Lafayette Lofts: The Second Coming of Buffalo's Lafayette Avenue Presbyterian Church
For a resident of the Lafayette Lofts in Buffalo, New York, going to church is as simple as turning the key in his or her front door.
Eight years ago, the Lafayette Avenue Presbyterian Church’s dwindling congregation was struggling to maintain a 60,000-square-foot stone building that dated from the 19th century. The parishioners knew they had to come up with a creative solution, or risk losing a structure that their congregation had occupied since the 1890s.
The church turned to Carmina-Wood-Morris architects and Port City Preservation LLC in Syracuse for help with a project that would ultimately take three years to complete. The architects and developer were able to convert the majority of the building into 21 residential lofts, while still maintaining a 300-seat sanctuary for parishioners.

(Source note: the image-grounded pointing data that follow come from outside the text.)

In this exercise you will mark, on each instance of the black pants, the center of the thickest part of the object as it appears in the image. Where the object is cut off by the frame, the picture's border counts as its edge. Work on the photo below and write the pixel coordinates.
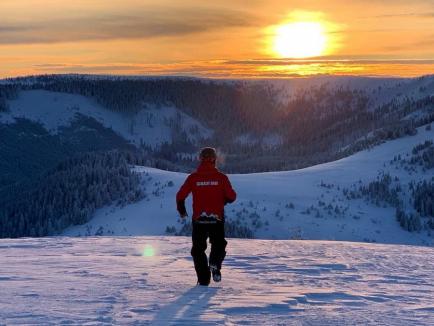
(216, 234)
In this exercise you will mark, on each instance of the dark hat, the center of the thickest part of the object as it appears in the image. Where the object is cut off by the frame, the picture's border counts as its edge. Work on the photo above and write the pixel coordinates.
(208, 154)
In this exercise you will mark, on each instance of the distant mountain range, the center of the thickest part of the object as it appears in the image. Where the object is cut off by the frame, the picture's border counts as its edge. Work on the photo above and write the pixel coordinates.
(52, 124)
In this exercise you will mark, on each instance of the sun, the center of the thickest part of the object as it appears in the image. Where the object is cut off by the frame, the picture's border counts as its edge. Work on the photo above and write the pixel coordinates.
(301, 39)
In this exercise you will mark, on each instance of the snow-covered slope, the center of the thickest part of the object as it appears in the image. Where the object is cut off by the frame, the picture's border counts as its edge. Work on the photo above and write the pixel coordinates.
(302, 204)
(380, 90)
(151, 125)
(151, 281)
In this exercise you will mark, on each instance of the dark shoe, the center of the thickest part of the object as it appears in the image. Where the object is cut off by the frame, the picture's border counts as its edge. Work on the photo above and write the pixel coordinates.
(216, 275)
(203, 283)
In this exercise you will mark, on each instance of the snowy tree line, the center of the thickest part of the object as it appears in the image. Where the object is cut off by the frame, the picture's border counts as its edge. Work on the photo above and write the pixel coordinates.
(317, 124)
(423, 198)
(69, 194)
(388, 190)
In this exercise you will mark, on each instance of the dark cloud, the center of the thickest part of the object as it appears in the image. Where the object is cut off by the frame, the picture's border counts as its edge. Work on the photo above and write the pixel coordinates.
(286, 62)
(157, 23)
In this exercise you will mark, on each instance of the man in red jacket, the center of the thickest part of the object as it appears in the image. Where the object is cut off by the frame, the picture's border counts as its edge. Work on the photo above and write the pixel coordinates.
(211, 190)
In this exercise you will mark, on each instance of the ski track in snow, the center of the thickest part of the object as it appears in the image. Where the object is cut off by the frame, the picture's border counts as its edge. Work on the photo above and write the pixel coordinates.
(106, 280)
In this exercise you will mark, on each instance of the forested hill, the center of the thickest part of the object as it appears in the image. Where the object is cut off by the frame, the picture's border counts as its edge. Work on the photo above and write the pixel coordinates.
(65, 122)
(296, 122)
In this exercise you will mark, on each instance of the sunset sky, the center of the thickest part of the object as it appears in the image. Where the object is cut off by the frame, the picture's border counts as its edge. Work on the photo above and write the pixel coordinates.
(226, 38)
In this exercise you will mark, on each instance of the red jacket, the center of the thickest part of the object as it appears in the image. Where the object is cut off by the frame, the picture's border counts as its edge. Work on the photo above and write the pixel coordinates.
(211, 191)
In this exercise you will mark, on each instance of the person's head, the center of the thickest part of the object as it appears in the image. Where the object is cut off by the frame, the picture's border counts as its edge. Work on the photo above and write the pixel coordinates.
(208, 154)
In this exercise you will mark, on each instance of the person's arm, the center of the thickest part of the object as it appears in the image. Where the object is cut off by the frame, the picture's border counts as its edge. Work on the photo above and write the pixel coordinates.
(230, 194)
(182, 194)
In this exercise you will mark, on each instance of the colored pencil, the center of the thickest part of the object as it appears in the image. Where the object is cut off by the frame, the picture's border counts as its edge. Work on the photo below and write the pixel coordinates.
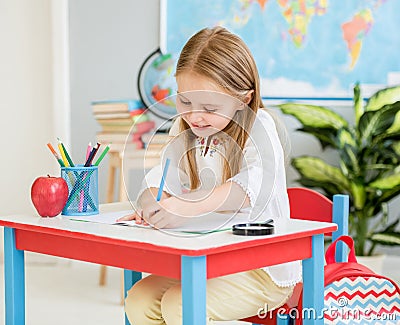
(64, 158)
(56, 155)
(66, 154)
(98, 161)
(164, 175)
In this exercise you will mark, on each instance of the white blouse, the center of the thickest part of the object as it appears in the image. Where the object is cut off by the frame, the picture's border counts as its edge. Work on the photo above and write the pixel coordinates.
(262, 176)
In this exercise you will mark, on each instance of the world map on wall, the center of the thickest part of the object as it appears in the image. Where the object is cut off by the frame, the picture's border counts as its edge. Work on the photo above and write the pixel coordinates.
(303, 48)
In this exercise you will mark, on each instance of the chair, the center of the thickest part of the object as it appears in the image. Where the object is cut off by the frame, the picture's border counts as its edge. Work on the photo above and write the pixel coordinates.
(306, 204)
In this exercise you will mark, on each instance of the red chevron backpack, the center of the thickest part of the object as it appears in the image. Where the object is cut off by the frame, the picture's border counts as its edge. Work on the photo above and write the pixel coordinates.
(354, 294)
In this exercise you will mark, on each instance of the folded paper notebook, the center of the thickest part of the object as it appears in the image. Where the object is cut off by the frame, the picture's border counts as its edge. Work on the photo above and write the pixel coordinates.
(210, 222)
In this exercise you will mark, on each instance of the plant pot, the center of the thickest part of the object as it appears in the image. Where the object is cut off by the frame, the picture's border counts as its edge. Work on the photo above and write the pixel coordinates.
(374, 262)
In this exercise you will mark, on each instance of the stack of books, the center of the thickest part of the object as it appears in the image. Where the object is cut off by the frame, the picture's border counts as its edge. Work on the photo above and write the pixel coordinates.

“The issue of churches is a huge problem in the Northeast,” says Murray Gould of Port City Preservation LLC, who served as the project’s developer. “The church is built to seat 1,400, and they had a 60,000-square-foot building, and they were going under. They only used 7 percent of the space. We found a way to allow them to stay.”

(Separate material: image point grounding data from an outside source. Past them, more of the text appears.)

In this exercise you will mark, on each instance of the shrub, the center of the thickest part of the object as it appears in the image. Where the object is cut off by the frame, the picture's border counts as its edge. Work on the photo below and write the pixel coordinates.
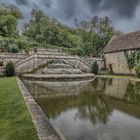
(95, 68)
(10, 69)
(137, 69)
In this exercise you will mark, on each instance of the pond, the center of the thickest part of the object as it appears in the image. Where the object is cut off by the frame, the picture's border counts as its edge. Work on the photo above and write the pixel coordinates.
(102, 109)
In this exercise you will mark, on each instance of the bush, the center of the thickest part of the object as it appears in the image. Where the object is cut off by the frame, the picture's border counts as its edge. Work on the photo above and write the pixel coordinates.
(137, 69)
(10, 69)
(95, 68)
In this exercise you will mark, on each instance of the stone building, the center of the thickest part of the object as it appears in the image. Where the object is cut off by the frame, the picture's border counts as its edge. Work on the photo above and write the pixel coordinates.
(122, 53)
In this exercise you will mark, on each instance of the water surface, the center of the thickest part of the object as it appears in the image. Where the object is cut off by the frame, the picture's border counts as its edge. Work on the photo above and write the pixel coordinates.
(102, 109)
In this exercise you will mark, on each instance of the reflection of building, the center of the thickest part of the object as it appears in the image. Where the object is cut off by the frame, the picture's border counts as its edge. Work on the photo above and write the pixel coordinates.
(116, 88)
(1, 61)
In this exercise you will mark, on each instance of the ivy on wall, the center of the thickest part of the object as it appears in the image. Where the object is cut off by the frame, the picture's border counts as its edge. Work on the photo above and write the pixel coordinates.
(132, 57)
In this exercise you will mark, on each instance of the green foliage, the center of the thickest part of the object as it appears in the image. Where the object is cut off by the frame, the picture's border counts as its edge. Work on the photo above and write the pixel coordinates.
(138, 70)
(9, 16)
(10, 69)
(95, 68)
(88, 38)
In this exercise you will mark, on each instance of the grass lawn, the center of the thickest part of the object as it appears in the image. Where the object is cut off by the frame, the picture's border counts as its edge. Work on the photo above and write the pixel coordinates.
(15, 120)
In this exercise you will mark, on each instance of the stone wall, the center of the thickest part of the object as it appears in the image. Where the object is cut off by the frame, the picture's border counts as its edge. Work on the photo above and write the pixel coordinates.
(27, 63)
(119, 63)
(91, 60)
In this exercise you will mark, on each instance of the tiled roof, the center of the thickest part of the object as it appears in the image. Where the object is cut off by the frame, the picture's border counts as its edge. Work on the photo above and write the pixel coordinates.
(125, 42)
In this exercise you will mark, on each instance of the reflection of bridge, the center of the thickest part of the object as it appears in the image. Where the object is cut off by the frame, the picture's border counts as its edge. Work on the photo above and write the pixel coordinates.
(85, 95)
(41, 59)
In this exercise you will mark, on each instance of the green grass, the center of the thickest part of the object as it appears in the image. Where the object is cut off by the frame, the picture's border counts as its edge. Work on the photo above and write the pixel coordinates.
(15, 121)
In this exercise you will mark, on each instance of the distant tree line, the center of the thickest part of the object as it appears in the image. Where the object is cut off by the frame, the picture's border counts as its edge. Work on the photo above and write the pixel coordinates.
(88, 38)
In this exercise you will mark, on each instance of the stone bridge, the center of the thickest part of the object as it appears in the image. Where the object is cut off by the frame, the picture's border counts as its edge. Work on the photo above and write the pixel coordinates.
(34, 62)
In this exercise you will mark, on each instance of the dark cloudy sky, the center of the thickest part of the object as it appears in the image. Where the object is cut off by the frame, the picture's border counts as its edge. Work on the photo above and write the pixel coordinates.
(125, 14)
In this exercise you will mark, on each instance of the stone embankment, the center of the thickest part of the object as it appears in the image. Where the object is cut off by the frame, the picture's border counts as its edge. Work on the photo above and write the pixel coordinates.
(42, 61)
(44, 128)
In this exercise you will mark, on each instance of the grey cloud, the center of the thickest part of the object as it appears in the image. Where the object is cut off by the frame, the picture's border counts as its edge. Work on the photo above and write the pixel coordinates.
(121, 12)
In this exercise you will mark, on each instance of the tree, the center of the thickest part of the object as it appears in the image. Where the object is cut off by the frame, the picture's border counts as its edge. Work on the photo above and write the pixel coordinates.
(10, 69)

Project leads Jonathan Morris and Wendy Ferrie of Carmina-Wood-Morris agree that the process was challenging. “We faced an incredible task when converting this into a mixed-use space,” says Morris. Many of the lofts retain elements from their previous uses, like an old gymnasium and a bowling alley. Contractors uncovered and restored wooden trusses in the chapel, which had been concealed for sixty years under drop ceilings, and were able to restore and incorporate stained-glass windows.
The results are a stunning testament to the possibilities of adaptive reuse. In addition to the 21 units, which include one-, two-, and three-bedroom floor plans in both period Tudor and more modern styles, the redesign also includes a culinary center in the basement that features commercial kitchen equipment and rentable space for catering companies and other small businesses, with room for a Montessori school next door. An event and meeting area offers a venue for community weddings, conferences, and other large events, and a large parlor allows for more intimate gatherings of up to 50 people.

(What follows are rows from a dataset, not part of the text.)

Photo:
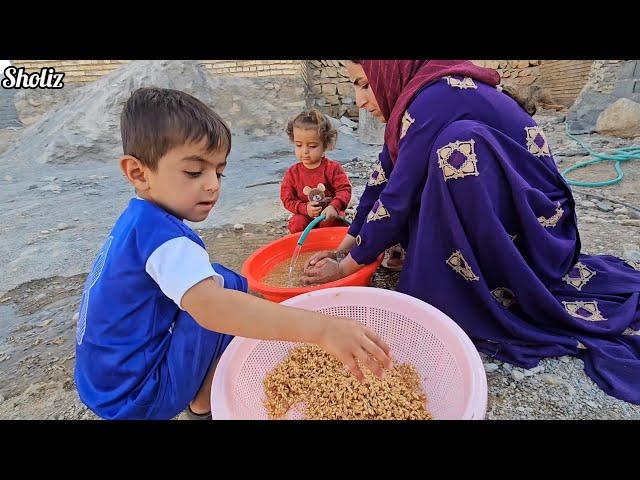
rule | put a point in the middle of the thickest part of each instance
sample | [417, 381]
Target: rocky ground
[56, 215]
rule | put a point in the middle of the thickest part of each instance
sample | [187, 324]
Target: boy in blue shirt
[155, 314]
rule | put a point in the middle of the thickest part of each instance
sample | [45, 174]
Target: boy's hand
[330, 212]
[313, 209]
[348, 340]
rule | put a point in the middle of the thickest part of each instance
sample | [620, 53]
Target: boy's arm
[237, 313]
[289, 196]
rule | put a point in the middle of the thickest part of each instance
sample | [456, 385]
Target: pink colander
[449, 366]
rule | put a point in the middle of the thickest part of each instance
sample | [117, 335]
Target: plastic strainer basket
[449, 365]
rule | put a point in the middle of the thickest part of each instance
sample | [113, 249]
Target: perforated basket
[449, 366]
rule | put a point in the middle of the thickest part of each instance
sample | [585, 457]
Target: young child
[315, 185]
[155, 315]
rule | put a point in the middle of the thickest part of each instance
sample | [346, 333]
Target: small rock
[346, 130]
[490, 367]
[605, 206]
[631, 222]
[348, 122]
[550, 379]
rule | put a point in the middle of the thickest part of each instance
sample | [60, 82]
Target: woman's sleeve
[375, 185]
[386, 221]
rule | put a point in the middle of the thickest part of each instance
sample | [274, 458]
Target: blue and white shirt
[131, 300]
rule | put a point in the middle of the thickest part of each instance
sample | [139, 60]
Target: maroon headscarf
[396, 82]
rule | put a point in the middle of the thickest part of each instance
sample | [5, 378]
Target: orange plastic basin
[263, 260]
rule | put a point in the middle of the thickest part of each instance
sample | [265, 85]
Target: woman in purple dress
[467, 184]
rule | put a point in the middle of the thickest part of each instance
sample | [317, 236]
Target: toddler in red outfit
[315, 185]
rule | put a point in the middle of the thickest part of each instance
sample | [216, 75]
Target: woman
[467, 183]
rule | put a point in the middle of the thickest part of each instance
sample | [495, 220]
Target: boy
[155, 315]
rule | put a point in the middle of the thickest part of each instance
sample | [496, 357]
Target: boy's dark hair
[155, 120]
[315, 120]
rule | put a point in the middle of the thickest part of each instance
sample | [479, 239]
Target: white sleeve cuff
[177, 265]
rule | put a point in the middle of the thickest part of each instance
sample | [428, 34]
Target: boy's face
[186, 181]
[308, 146]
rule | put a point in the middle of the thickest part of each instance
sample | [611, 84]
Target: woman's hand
[325, 270]
[316, 257]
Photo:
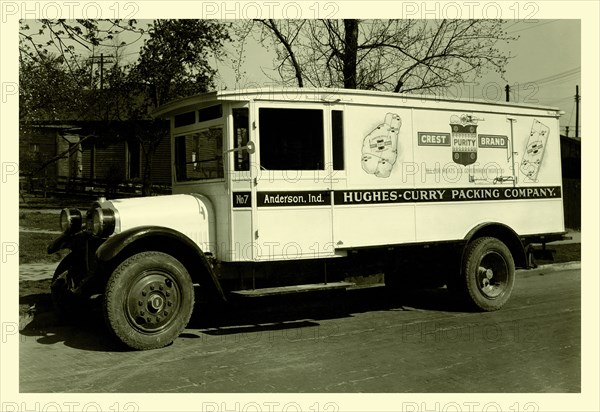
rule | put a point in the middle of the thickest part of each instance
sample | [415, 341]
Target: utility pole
[102, 61]
[577, 97]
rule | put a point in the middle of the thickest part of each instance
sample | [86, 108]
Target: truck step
[284, 290]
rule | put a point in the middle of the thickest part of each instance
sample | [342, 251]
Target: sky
[545, 68]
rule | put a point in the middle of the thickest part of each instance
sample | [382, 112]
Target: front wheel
[149, 300]
[488, 273]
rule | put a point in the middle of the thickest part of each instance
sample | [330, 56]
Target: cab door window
[199, 155]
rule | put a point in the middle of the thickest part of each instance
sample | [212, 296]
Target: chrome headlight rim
[102, 221]
[71, 220]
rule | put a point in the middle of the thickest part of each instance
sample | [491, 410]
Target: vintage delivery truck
[287, 190]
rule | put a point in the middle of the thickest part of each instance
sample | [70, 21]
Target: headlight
[70, 220]
[102, 222]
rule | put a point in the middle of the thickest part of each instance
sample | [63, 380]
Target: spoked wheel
[488, 273]
[149, 300]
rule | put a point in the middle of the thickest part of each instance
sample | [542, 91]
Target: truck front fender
[162, 239]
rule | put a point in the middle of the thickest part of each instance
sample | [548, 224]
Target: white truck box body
[415, 169]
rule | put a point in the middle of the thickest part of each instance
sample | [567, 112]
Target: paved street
[358, 342]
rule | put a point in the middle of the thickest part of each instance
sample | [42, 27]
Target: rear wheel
[149, 300]
[488, 273]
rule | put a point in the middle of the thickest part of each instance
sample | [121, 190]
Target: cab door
[293, 195]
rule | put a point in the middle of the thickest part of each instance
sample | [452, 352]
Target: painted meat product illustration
[380, 147]
[534, 151]
[464, 139]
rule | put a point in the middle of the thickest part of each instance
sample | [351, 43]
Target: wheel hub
[152, 302]
[492, 275]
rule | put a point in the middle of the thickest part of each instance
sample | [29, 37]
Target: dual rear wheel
[483, 279]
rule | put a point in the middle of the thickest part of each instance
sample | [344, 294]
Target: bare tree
[398, 55]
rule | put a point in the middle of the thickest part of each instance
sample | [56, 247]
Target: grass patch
[32, 248]
[39, 220]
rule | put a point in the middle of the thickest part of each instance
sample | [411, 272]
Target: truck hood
[189, 214]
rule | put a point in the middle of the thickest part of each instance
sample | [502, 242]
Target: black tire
[488, 273]
[66, 304]
[149, 300]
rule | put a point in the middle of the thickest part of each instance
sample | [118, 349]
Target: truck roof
[342, 96]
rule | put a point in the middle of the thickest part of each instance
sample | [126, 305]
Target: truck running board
[284, 290]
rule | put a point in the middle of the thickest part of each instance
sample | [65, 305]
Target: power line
[568, 73]
[533, 27]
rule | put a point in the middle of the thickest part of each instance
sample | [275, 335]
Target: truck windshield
[199, 155]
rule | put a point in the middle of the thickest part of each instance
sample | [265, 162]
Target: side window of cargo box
[291, 139]
[337, 139]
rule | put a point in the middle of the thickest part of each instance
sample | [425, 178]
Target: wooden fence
[82, 187]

“It was a hard project, it was very hard,” says Gould of the process. “Financing, coming up with a way to use the tax credits and make them adaptable and get it through the National Park Service.” The project utilized both New York state and federal historic tax credits, which Gould says allowed for its financial success.
All of the units have been rented out since they first became available to the public, with 600 people on a contact list in case one of them opens up. Murray says that when a unit goes up for rent, it is typically snatched up within a few days.
“The church is such an example for other communities that are in this situation to follow,” Gould says. “[The parishioners] took a huge amount of risk. It was a very hard journey. But they have a nice facility, they’re there, they can just focus on their mission, and we can focus on taking care of the property.”